We weaved through the city streets at dawn past the Old Bank of England. After meandering through the city of London we reached a hotel in Tower Hill. Amazingly I had managed to walk 32km and felt that having made it this far, I might as well continue. I sat down in the lobby, took off my shoe and was greeted by 5 big blisters. During our half hour break, a first aider helped me with the necessary bandaging to continue then we set out into a beautiful sunrise at 4am to complete the next leg. We continued along the river towards Greenwich passing through the tranquility of St Katherine’s Docks, Shadwell and Wapping. The walk was turning into a limp but stopping was never an option. We hobbled on, supporting each other and were amazed that Comms for Good founder Kate was even able to jog by that stage. We zig-zagged our way through Limehouse and Canary Wharf to Greenwich, stopping at a church hall having reached 42km. I asked the first aiders to add some padding to 2 newly acquired blisters and we were on our way for the last 8km.
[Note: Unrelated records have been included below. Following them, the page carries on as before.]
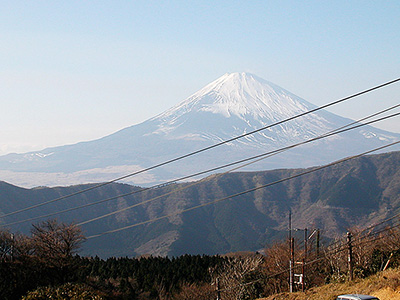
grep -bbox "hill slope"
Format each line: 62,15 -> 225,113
259,269 -> 400,300
0,152 -> 400,257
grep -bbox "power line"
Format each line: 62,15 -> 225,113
85,141 -> 400,239
2,78 -> 400,217
2,104 -> 400,227
73,113 -> 400,225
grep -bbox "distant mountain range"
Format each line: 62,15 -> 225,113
0,152 -> 400,257
0,73 -> 400,187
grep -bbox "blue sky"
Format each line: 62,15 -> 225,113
0,0 -> 400,155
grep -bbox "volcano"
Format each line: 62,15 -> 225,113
0,73 -> 400,187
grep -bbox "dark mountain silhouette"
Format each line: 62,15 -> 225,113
0,152 -> 400,257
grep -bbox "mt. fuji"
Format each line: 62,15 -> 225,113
0,73 -> 400,187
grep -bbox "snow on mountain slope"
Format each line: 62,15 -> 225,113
0,73 -> 399,186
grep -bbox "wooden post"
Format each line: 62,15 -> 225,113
347,232 -> 353,281
215,277 -> 221,300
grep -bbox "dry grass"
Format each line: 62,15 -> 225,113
259,268 -> 400,300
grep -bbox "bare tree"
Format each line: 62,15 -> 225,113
212,255 -> 264,300
31,220 -> 85,259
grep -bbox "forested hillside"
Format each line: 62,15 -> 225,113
0,152 -> 400,257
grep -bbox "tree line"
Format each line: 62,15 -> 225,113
0,220 -> 400,300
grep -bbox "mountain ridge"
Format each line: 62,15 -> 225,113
0,151 -> 400,257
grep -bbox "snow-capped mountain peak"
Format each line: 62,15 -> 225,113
0,73 -> 399,186
158,73 -> 314,120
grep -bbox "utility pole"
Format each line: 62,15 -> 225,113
289,237 -> 294,293
289,208 -> 294,293
347,232 -> 353,281
301,228 -> 308,292
215,277 -> 221,300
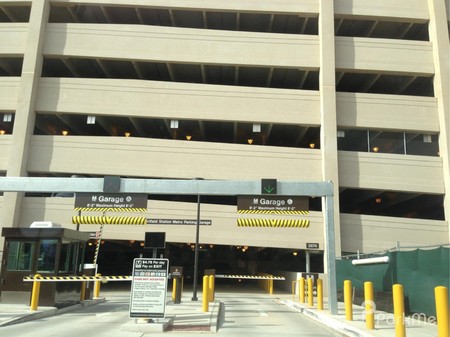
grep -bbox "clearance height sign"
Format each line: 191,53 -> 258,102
130,258 -> 169,318
237,195 -> 309,214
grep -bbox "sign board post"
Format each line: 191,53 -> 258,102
130,258 -> 169,318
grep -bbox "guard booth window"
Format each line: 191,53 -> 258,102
37,240 -> 58,273
58,241 -> 79,274
6,241 -> 36,271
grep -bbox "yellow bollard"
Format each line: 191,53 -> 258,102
308,277 -> 314,307
94,274 -> 102,298
208,275 -> 214,302
364,282 -> 375,330
434,286 -> 450,337
172,277 -> 177,302
344,280 -> 353,321
298,277 -> 305,303
317,278 -> 323,310
80,281 -> 86,301
202,275 -> 209,312
30,274 -> 42,311
392,284 -> 406,337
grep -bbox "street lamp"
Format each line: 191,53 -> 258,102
192,178 -> 203,301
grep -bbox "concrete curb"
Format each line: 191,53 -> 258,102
0,298 -> 105,327
280,300 -> 374,337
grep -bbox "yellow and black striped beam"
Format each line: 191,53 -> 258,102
72,216 -> 147,225
238,209 -> 309,215
74,207 -> 147,213
23,276 -> 133,282
214,274 -> 285,281
237,219 -> 310,228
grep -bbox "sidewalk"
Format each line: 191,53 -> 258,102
0,292 -> 437,337
0,298 -> 105,328
0,293 -> 220,333
280,295 -> 437,337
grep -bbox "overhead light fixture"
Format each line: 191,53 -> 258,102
352,256 -> 389,266
86,116 -> 95,124
3,114 -> 12,123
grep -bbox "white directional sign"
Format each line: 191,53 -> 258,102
130,258 -> 169,318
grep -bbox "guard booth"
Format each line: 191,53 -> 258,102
0,222 -> 89,307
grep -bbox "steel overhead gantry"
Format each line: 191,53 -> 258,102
0,177 -> 338,315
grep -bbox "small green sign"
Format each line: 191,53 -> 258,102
261,179 -> 277,194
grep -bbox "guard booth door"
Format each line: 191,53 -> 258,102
0,228 -> 89,306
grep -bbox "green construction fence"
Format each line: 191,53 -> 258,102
336,246 -> 450,316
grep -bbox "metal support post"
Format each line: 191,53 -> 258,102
208,275 -> 215,302
324,195 -> 338,315
192,190 -> 200,301
305,250 -> 311,273
30,274 -> 41,311
298,277 -> 305,303
308,277 -> 314,307
434,286 -> 450,337
202,275 -> 209,312
364,282 -> 375,330
392,284 -> 406,337
344,280 -> 353,321
317,278 -> 323,310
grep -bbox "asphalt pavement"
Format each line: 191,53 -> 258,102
0,284 -> 437,337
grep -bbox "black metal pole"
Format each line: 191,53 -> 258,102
192,194 -> 200,301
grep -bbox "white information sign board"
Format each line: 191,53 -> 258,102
130,258 -> 169,318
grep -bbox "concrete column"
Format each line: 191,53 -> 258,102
0,0 -> 50,227
428,0 -> 450,241
319,0 -> 341,255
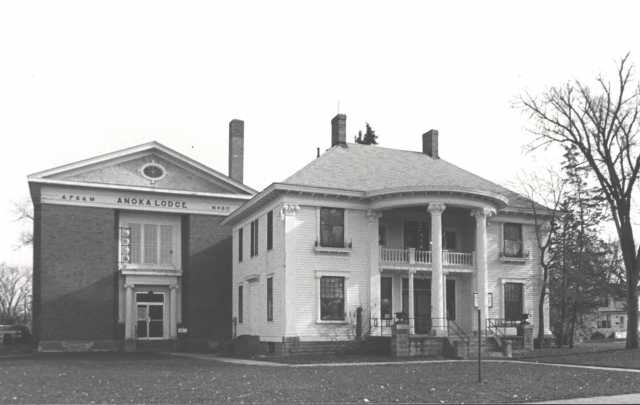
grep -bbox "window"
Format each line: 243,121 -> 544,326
238,285 -> 242,323
251,219 -> 258,257
380,277 -> 393,319
504,283 -> 523,321
238,228 -> 244,262
320,208 -> 345,248
320,276 -> 345,321
447,279 -> 456,321
267,277 -> 273,321
442,231 -> 458,250
378,224 -> 387,246
502,223 -> 523,257
120,223 -> 179,267
267,211 -> 273,250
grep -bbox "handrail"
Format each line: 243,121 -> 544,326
448,319 -> 471,346
379,246 -> 475,267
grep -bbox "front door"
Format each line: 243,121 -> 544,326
402,278 -> 431,333
413,278 -> 431,333
136,291 -> 165,340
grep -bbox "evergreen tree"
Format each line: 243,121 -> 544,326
355,122 -> 378,145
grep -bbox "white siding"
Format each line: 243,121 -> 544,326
233,197 -> 285,341
487,218 -> 548,327
286,206 -> 369,341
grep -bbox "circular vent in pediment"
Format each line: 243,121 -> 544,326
140,162 -> 167,182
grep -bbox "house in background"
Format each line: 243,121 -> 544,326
29,120 -> 254,350
587,295 -> 640,339
223,114 -> 550,352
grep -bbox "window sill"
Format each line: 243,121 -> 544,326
500,255 -> 529,264
316,319 -> 349,325
313,246 -> 352,255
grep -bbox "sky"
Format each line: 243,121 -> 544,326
0,0 -> 640,265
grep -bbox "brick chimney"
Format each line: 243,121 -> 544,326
229,120 -> 244,183
331,114 -> 347,146
422,129 -> 440,159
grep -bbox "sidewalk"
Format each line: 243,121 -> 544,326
533,394 -> 640,404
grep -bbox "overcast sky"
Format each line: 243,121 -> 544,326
0,1 -> 640,264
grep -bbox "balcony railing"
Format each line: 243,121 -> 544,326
380,247 -> 474,267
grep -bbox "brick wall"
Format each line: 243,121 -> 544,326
182,215 -> 231,341
34,204 -> 118,340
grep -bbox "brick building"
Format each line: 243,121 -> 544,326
28,120 -> 254,350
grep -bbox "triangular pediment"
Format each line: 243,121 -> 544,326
30,142 -> 254,194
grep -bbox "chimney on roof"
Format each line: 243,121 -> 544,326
331,114 -> 347,146
229,120 -> 244,183
422,129 -> 440,159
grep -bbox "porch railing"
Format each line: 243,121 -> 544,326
369,316 -> 452,334
380,247 -> 475,267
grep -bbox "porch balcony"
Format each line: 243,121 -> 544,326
379,246 -> 475,270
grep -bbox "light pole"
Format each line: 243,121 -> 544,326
473,293 -> 482,383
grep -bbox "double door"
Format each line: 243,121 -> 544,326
136,291 -> 166,340
402,278 -> 431,334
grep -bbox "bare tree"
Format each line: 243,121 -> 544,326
0,263 -> 31,323
518,169 -> 565,345
520,54 -> 640,348
13,200 -> 33,248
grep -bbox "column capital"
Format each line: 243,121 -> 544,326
427,202 -> 447,215
471,207 -> 496,219
280,204 -> 300,219
366,210 -> 382,222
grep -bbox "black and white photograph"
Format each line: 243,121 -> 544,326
0,0 -> 640,404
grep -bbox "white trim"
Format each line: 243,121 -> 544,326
39,186 -> 242,216
140,161 -> 167,184
28,141 -> 256,194
29,179 -> 252,200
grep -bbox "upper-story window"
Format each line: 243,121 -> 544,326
120,215 -> 180,268
320,208 -> 345,248
267,211 -> 273,250
502,223 -> 524,257
238,228 -> 244,262
250,219 -> 259,257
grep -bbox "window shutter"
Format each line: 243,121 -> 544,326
160,225 -> 175,265
142,224 -> 158,264
129,224 -> 142,264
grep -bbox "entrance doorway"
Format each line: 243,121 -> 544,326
402,278 -> 431,334
136,291 -> 166,340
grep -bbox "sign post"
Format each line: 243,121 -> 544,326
473,293 -> 482,383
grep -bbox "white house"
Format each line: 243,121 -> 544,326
224,114 -> 549,350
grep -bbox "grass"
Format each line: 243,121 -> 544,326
0,353 -> 640,403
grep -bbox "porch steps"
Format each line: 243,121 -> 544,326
135,340 -> 176,352
448,336 -> 503,359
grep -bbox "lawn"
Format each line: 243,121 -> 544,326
0,354 -> 640,403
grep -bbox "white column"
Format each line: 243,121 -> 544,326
169,285 -> 178,339
408,270 -> 416,334
363,210 -> 382,335
280,203 -> 300,337
124,284 -> 136,340
471,208 -> 493,333
427,203 -> 447,336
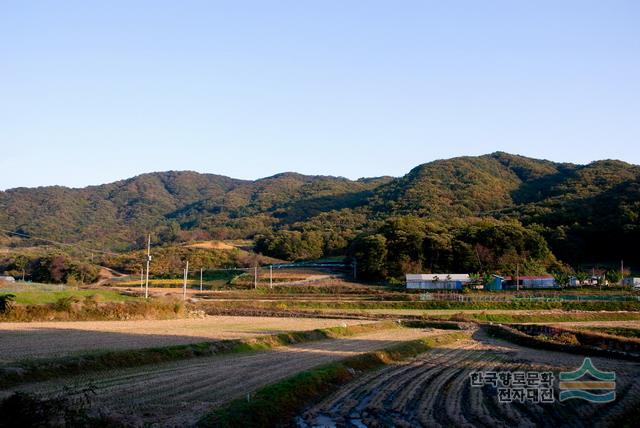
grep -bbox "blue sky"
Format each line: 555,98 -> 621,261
0,0 -> 640,189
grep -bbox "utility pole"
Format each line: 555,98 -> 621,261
182,260 -> 189,300
144,234 -> 151,299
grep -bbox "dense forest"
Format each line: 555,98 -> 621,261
0,152 -> 640,277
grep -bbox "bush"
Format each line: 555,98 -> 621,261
51,296 -> 79,312
0,294 -> 16,314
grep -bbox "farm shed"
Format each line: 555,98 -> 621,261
622,277 -> 640,287
406,273 -> 471,290
484,275 -> 504,291
505,275 -> 556,288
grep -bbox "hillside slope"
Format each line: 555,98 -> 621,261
0,152 -> 640,262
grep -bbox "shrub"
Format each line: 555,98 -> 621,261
0,294 -> 16,314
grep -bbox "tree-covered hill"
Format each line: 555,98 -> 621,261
0,152 -> 640,272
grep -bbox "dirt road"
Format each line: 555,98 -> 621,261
0,316 -> 366,363
0,328 -> 443,426
300,332 -> 640,427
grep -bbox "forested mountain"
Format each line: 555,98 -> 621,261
0,152 -> 640,272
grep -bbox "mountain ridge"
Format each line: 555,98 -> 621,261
0,151 -> 640,268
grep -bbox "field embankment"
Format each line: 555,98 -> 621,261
298,331 -> 640,427
0,321 -> 390,388
0,316 -> 376,363
198,332 -> 469,427
0,327 -> 441,426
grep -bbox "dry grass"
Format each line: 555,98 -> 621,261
4,328 -> 442,426
0,316 -> 376,363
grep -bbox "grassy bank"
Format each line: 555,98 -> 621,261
0,289 -> 136,305
0,296 -> 187,322
484,325 -> 638,361
458,312 -> 640,324
198,332 -> 468,427
0,321 -> 400,388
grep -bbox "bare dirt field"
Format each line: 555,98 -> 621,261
0,316 -> 376,363
299,331 -> 640,427
0,328 -> 443,426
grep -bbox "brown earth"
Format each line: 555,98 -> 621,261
299,331 -> 640,427
0,328 -> 443,426
0,316 -> 376,363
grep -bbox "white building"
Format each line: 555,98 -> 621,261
406,273 -> 471,290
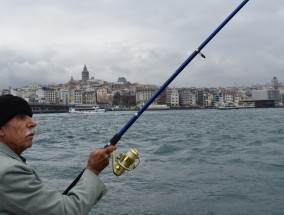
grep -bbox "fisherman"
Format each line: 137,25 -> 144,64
0,95 -> 116,215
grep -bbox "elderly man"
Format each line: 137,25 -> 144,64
0,95 -> 116,215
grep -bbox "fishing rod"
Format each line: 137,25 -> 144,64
63,0 -> 249,194
110,0 -> 249,176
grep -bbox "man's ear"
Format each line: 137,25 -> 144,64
0,128 -> 5,137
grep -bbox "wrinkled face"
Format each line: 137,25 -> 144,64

With a second wind we set off, enjoying the growing business of the streets and the warmth of the morning sun on our backs. We walked through Shad Thames where cafes were readying themselves for the day. I moved at a snail’s pace but was relieved to be almost finished. We finally reached Guy’s Hospital where the charity’s supporters cheered us home. With tears of joy we entered the Cancer Centre and were welcomed with an enormous breakfast spread. After a few group hugs, a foot massage and some reiki healing from the team of volunteers, I finally called that Uber to take me home.